Dr Singhvi was a leading constitutional expert, a distinguished parliamentarian and an expert in public and private international law. Besides being a doyen of the Indian Bar, Dr Singhvi was also a poet, publicist, a linguist and a litterateur.

Born on November 9, 1931, Dr Singhvi was educated and associated with different universities in India and abroad. Hailing from Rajasthan, he went on to have a long association with the best of law colleges in USA and London. His distinction in academics and intellect won him a lot of adulation both, nationally as well as internationally.

As early as 1956, Dr Singhvi attended the International Legal Science Conference under the auspices of UNESCO in Barcelona, Spain. He was part of the delegation headed by former Chief Justice Patanjali Sastri.

Singhvi later administered several organisations including the Indian Law Institute, now a deemed University offering several specialised law courses.

Dr Singhvi’s keenness to ensure welfare for his colleagues at the bar made him fight the elections of the Supreme Court Bar Association. He was elected Association’s President on more occasions than any other leader of the Bar except late M.C. Setalvad.
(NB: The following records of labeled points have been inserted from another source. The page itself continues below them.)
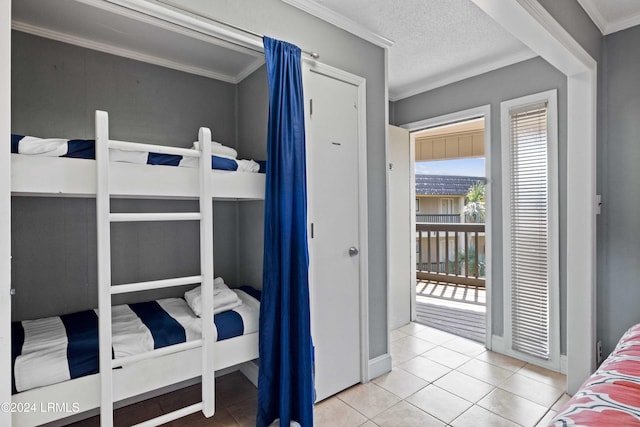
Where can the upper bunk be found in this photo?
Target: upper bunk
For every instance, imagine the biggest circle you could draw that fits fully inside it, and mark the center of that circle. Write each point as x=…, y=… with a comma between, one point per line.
x=151, y=32
x=170, y=175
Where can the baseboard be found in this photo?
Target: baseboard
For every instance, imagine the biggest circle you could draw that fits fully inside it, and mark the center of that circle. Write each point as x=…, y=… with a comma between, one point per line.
x=379, y=366
x=250, y=370
x=498, y=344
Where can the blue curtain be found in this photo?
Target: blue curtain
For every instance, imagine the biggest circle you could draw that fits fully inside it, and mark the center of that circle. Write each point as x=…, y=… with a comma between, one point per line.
x=285, y=381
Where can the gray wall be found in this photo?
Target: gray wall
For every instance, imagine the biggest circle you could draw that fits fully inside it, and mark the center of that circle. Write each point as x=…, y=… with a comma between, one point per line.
x=524, y=78
x=55, y=89
x=350, y=53
x=618, y=288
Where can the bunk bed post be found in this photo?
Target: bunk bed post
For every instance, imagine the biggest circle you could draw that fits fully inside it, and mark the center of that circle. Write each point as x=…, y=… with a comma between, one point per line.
x=5, y=215
x=206, y=267
x=103, y=226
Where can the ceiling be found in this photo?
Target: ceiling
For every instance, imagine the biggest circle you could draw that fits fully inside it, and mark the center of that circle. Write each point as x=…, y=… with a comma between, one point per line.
x=613, y=15
x=436, y=42
x=431, y=43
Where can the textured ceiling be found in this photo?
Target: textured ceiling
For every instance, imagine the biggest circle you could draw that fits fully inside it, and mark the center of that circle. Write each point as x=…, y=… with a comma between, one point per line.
x=613, y=15
x=435, y=41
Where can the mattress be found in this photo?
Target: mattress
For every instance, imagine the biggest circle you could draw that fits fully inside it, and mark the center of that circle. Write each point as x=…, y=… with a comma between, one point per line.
x=55, y=349
x=611, y=396
x=85, y=149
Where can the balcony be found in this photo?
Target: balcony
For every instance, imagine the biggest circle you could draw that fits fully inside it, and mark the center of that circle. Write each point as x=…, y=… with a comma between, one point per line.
x=451, y=253
x=439, y=218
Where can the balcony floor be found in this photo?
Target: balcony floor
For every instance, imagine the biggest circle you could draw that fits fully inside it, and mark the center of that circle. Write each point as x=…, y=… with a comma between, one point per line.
x=457, y=309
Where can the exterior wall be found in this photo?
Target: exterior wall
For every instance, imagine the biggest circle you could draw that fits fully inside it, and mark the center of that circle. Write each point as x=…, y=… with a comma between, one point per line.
x=433, y=204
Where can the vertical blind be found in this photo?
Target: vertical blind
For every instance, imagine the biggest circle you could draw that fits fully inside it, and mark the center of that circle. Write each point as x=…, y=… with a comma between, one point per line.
x=529, y=221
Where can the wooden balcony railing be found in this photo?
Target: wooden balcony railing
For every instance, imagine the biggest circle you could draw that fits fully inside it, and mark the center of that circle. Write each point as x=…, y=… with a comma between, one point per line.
x=451, y=253
x=441, y=218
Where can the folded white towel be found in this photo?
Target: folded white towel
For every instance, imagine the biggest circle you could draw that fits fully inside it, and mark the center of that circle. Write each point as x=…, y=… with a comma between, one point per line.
x=224, y=299
x=54, y=147
x=219, y=149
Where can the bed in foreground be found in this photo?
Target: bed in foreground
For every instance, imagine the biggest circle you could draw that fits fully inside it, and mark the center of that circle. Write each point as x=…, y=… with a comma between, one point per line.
x=611, y=396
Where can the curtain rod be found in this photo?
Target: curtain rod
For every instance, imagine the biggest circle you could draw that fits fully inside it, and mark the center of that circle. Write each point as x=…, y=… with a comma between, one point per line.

Besides being a leading senior advocate of the apex court, Dr Singhvi’s dedicated contribution to the Bar is unforgettable.

One of the consultants in drafting the constitutions of Bangladesh, Nepal and South Africa, Dr Singhvi’s political journey started way back in 1962 when he was elected to the third Lok Sabha as an independent member from the Jodhpur constituency.

Dr Singhvi was elected as an honorary Tagore Law Professor in 1973 in the Calcutta University. He crusaded for the ombudsman system in India and coined words like “Lokpal” and “Lokayukta” that have now become a part of the legislative vocabulary of India.

An advocate general from 1970-77, Dr Singhvi was honoured with the Padma Bhushan in January 1998.

He was appointed as the member of the UNESCO’s executive board for three years, between 2002-05.

Dr Singhvi’s contribution toward literature is also widely acclaimed.